反社チェックの重要性② 上場廃止や融資の停止のリスク
反社と取引をした場合、上場が廃止される理由にもなってしまいます。上場廃止がおきれば投資家からのイメージダウンは避けられず、その後の資金繰りが困難となるでしょう。
銀行からの融資が止まることも考えられるため、企業経営を続けられなくなる可能性もあります。
反社チェックの重要性③ 法令違反のリスク
反社チェックを怠って反社会的勢力と関係を持った場合、法令違反に該当するリスクがあります。地方公共団体の条例である「暴力団排除条例違反」においては、反社会的勢力との関係が明るみになれば、罰則を受ける可能性があります。
会社に対して行政指導が入る可能性もあり、社会的な信用を失うきっかけにもなり得ます。
反社チェックの重要性④ 営業停止に陥るリスク
反社チェックをせずに企業取引を行った場合、会社の事業内容次第では営業停止を余儀なくされる可能性もあります。その間は営業活動が行えないため、企業にとっての利益が減少することになるでしょう。
また、社員が会社を信用できなくなり、退職してしまうなどのリスクもあります。
反社チェックの重要性⑤ 取引先から契約破棄を申し出されるリスク
反社チェックに力を入れずに反社会的勢力と関係を持ってしまった場合、既存の取引先から契約破棄を申し出されるリスクがあります。取引先の企業が「暴力団排除の条項」を契約書に設けている場合には、契約違反を指摘されて損害賠償等の問題に発展する可能性もあるでしょう。
取引先からの信用も失い、結果的に今後の取引ができなくなることが考えられます。
社内に反社チェックの重要性を周知するのもポイント
反社チェックを実施する際には、社内に向けてその重要性を周知させることもポイントです。

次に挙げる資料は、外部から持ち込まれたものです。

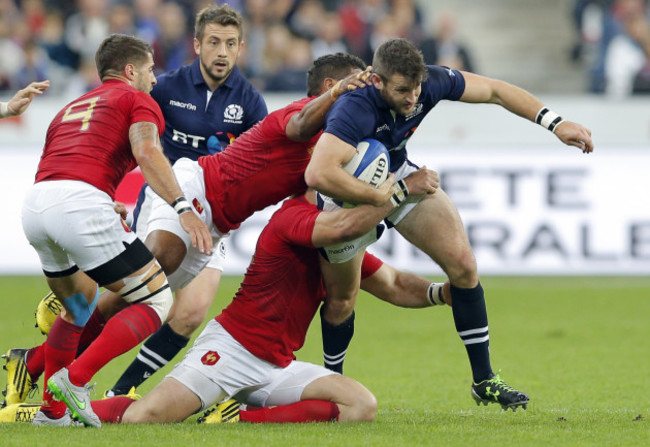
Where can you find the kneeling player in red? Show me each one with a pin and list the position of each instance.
(247, 352)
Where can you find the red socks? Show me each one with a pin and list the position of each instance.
(60, 350)
(124, 331)
(303, 411)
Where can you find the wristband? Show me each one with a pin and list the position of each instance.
(400, 192)
(548, 119)
(181, 205)
(434, 294)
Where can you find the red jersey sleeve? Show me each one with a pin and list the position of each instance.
(296, 221)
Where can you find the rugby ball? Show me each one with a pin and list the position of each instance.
(370, 163)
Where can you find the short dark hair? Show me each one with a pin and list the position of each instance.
(222, 15)
(335, 66)
(117, 50)
(399, 56)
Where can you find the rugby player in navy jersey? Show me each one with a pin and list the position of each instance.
(404, 90)
(206, 105)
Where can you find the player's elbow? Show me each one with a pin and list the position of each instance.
(314, 177)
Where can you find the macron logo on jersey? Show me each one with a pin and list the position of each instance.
(416, 111)
(182, 105)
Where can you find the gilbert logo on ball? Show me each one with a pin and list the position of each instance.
(370, 163)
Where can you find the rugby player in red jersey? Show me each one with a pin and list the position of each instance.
(82, 244)
(247, 352)
(261, 167)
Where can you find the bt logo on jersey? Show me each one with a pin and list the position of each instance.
(185, 138)
(233, 114)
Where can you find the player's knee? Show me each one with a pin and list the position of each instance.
(186, 321)
(149, 286)
(364, 408)
(462, 269)
(141, 412)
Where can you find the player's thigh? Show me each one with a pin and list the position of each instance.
(289, 385)
(72, 223)
(435, 227)
(342, 280)
(218, 366)
(199, 293)
(169, 401)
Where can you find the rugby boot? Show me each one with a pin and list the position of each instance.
(224, 413)
(495, 390)
(77, 398)
(19, 382)
(19, 412)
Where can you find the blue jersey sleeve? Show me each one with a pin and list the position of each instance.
(259, 111)
(444, 83)
(351, 118)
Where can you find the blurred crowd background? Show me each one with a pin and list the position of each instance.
(582, 46)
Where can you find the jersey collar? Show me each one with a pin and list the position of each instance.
(197, 78)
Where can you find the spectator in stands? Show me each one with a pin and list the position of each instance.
(627, 59)
(173, 47)
(87, 28)
(291, 77)
(53, 42)
(329, 36)
(445, 47)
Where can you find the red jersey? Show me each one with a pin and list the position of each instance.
(260, 168)
(88, 140)
(283, 286)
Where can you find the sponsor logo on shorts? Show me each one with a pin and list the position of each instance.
(197, 205)
(381, 128)
(210, 358)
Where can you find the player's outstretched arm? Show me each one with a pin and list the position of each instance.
(158, 173)
(22, 99)
(479, 89)
(309, 121)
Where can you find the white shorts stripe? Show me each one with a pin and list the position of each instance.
(148, 362)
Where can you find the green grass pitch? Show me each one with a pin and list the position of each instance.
(579, 346)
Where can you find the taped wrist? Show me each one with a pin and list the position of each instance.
(434, 294)
(548, 119)
(181, 205)
(400, 193)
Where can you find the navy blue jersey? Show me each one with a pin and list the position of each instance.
(363, 113)
(195, 127)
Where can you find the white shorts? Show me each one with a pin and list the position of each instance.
(73, 223)
(156, 214)
(217, 367)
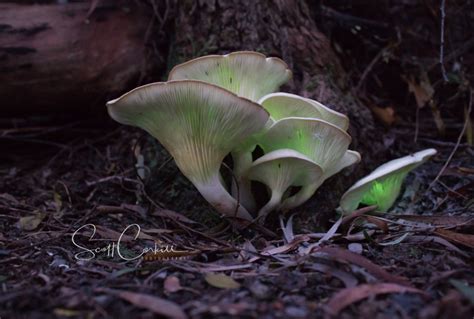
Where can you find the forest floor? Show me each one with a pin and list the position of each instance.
(56, 182)
(414, 262)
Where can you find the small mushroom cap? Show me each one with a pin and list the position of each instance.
(282, 105)
(197, 122)
(331, 116)
(349, 158)
(383, 185)
(283, 168)
(246, 73)
(323, 142)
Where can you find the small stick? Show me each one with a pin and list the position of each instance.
(441, 48)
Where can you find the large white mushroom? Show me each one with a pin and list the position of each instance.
(199, 124)
(248, 74)
(282, 105)
(322, 142)
(382, 186)
(279, 170)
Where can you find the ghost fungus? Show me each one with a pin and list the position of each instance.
(322, 142)
(279, 170)
(383, 185)
(199, 124)
(246, 73)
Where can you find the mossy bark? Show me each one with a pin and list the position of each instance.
(285, 29)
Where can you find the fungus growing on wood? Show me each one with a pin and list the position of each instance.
(383, 185)
(246, 73)
(282, 105)
(199, 124)
(279, 170)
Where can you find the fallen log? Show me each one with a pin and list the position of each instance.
(60, 57)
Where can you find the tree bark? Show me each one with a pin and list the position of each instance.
(287, 30)
(62, 56)
(58, 58)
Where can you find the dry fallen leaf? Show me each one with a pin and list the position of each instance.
(221, 281)
(348, 296)
(172, 284)
(423, 90)
(156, 305)
(384, 114)
(30, 222)
(459, 238)
(374, 269)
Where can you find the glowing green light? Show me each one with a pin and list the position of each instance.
(383, 193)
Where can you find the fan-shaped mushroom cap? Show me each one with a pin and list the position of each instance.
(246, 73)
(383, 185)
(349, 158)
(198, 123)
(324, 143)
(282, 105)
(281, 169)
(331, 116)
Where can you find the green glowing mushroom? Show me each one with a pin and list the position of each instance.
(282, 105)
(383, 185)
(324, 143)
(279, 170)
(199, 124)
(247, 74)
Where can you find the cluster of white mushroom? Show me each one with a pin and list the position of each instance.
(220, 104)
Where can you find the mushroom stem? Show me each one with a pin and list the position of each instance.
(242, 189)
(216, 194)
(270, 206)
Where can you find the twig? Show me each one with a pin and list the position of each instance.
(458, 142)
(441, 47)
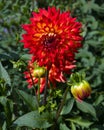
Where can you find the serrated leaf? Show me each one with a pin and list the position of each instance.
(87, 108)
(63, 127)
(4, 74)
(80, 121)
(68, 106)
(29, 99)
(33, 120)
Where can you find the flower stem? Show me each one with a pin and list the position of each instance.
(46, 85)
(39, 90)
(62, 104)
(33, 86)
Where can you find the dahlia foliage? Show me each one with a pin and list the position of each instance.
(52, 38)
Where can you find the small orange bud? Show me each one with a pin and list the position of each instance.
(39, 72)
(81, 90)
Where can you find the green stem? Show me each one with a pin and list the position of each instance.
(34, 86)
(46, 85)
(62, 103)
(39, 90)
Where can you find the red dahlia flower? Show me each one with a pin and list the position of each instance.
(32, 76)
(53, 38)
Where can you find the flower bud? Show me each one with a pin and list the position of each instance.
(81, 90)
(39, 72)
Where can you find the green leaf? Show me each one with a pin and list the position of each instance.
(63, 127)
(8, 108)
(29, 99)
(73, 126)
(33, 120)
(87, 108)
(4, 74)
(68, 106)
(80, 121)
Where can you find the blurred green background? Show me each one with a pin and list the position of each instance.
(90, 59)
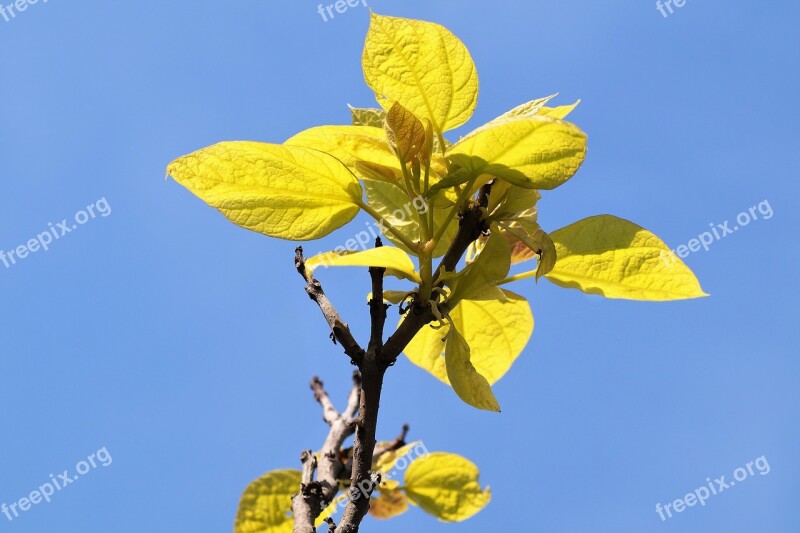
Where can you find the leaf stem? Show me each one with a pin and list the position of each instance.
(517, 277)
(462, 197)
(384, 224)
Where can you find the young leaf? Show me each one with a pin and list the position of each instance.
(287, 192)
(349, 144)
(615, 258)
(496, 332)
(559, 112)
(374, 171)
(393, 205)
(526, 110)
(266, 504)
(424, 67)
(388, 504)
(367, 116)
(446, 485)
(467, 382)
(395, 260)
(404, 132)
(508, 200)
(527, 241)
(491, 266)
(534, 153)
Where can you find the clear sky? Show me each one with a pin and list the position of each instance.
(184, 344)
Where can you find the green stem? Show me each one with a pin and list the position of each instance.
(462, 197)
(517, 277)
(386, 225)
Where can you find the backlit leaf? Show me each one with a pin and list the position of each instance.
(615, 258)
(266, 504)
(424, 67)
(368, 116)
(495, 331)
(388, 257)
(467, 382)
(446, 485)
(534, 153)
(282, 191)
(491, 266)
(404, 132)
(392, 203)
(348, 144)
(388, 504)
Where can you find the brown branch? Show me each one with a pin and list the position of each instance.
(373, 364)
(307, 504)
(339, 330)
(377, 309)
(363, 481)
(315, 495)
(391, 446)
(470, 227)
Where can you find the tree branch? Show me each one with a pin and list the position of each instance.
(307, 504)
(373, 364)
(377, 309)
(339, 330)
(396, 444)
(315, 495)
(470, 227)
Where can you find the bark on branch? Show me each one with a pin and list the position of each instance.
(339, 330)
(373, 364)
(316, 494)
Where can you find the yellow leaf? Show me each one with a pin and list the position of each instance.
(424, 67)
(330, 510)
(404, 132)
(508, 200)
(526, 110)
(496, 332)
(534, 152)
(393, 205)
(389, 257)
(281, 191)
(388, 504)
(266, 504)
(491, 266)
(467, 382)
(446, 485)
(367, 116)
(615, 258)
(374, 171)
(348, 144)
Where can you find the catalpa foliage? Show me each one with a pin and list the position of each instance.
(397, 155)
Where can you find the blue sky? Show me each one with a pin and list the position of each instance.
(184, 345)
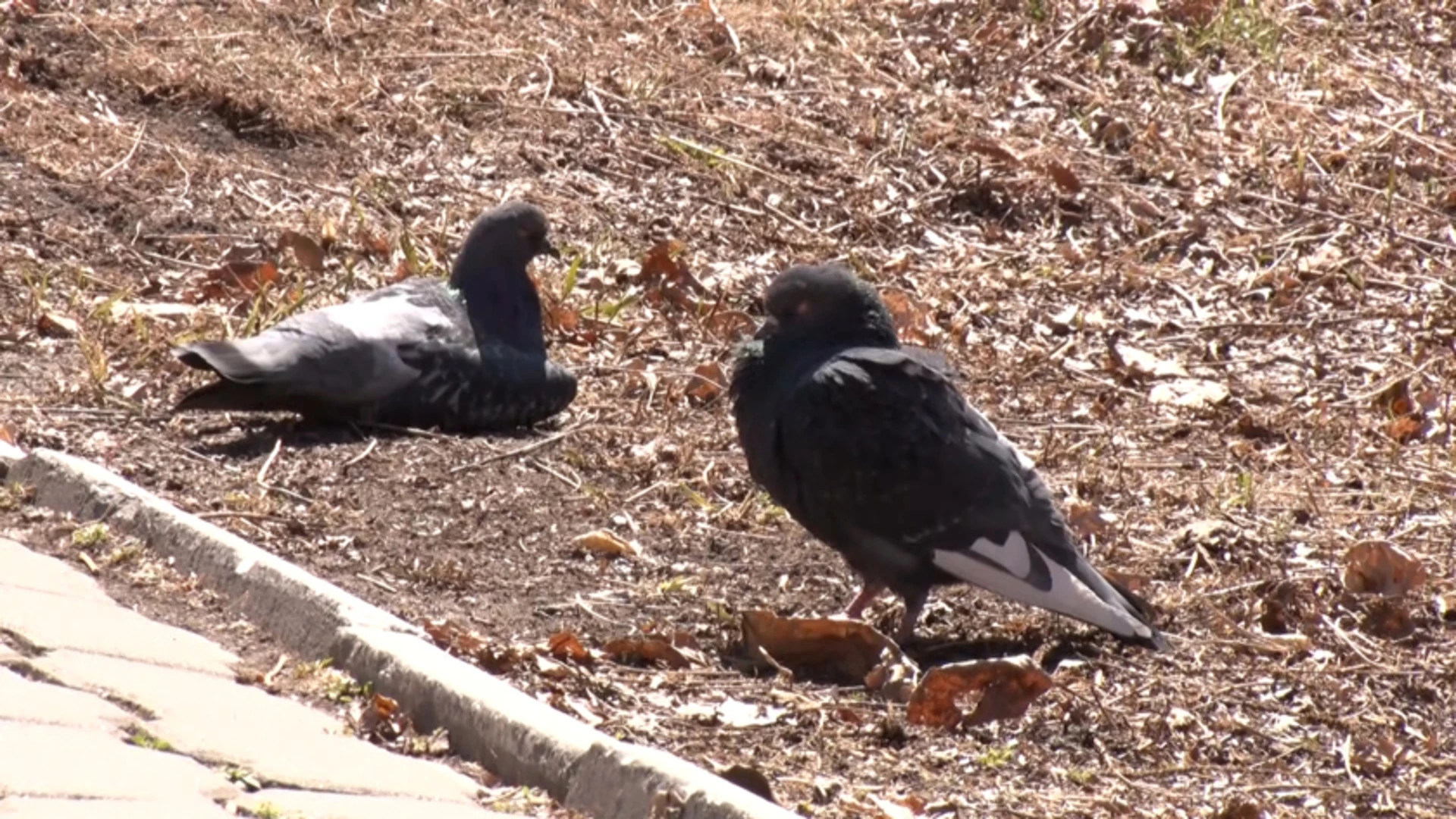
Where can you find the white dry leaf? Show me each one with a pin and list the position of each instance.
(1194, 394)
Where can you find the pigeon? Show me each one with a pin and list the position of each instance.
(465, 354)
(870, 447)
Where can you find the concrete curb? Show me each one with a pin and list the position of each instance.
(513, 735)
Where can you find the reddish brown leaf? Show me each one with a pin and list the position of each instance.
(1382, 569)
(57, 325)
(848, 648)
(305, 249)
(993, 150)
(1062, 175)
(564, 646)
(1006, 689)
(647, 651)
(708, 382)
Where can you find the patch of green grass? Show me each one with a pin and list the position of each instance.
(91, 535)
(996, 757)
(142, 738)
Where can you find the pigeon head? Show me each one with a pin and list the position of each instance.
(490, 273)
(814, 305)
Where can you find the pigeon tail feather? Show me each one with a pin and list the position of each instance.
(1021, 572)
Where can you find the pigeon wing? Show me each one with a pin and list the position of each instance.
(892, 466)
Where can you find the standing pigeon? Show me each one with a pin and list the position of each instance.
(870, 447)
(462, 356)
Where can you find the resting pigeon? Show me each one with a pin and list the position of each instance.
(462, 356)
(870, 447)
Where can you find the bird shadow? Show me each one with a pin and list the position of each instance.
(259, 436)
(1057, 651)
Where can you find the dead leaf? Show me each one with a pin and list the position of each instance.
(372, 243)
(1087, 521)
(1397, 400)
(909, 314)
(123, 311)
(708, 382)
(739, 714)
(730, 325)
(57, 325)
(234, 276)
(1006, 689)
(1142, 363)
(1388, 620)
(604, 542)
(1382, 569)
(1063, 177)
(750, 780)
(1405, 428)
(1241, 809)
(650, 651)
(564, 646)
(1194, 394)
(305, 249)
(848, 648)
(990, 149)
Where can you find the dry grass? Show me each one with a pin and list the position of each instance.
(1081, 203)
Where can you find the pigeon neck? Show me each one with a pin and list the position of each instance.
(501, 300)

しっかりと反社チェックを行えるように、以下を参考に社内への周知方法を確認してみましょう。
反社チェックのリスクを社内教育などで周知する
反社チェックを行うときには、反社会的勢力と取引をするリスクについて、社内教育を通して周知させることが重要です。社員それぞれが反社と関係を持つリスクを理解できれば、安易に接点を持つことがなくなります。
普段の行動にも注意を促せるため、反社側からのアプローチを回避しやすくなります。
反社に対する基本的な行動指針を明確にする
反社に対してどのような対応をすべきなのか、基本的な行動指針を会社で明確にするのもポイントです。
個々の判断に任せるのではなく、会社が示した行動に合わせて対応することで、社員に危害が及ぶリスクを避けられます。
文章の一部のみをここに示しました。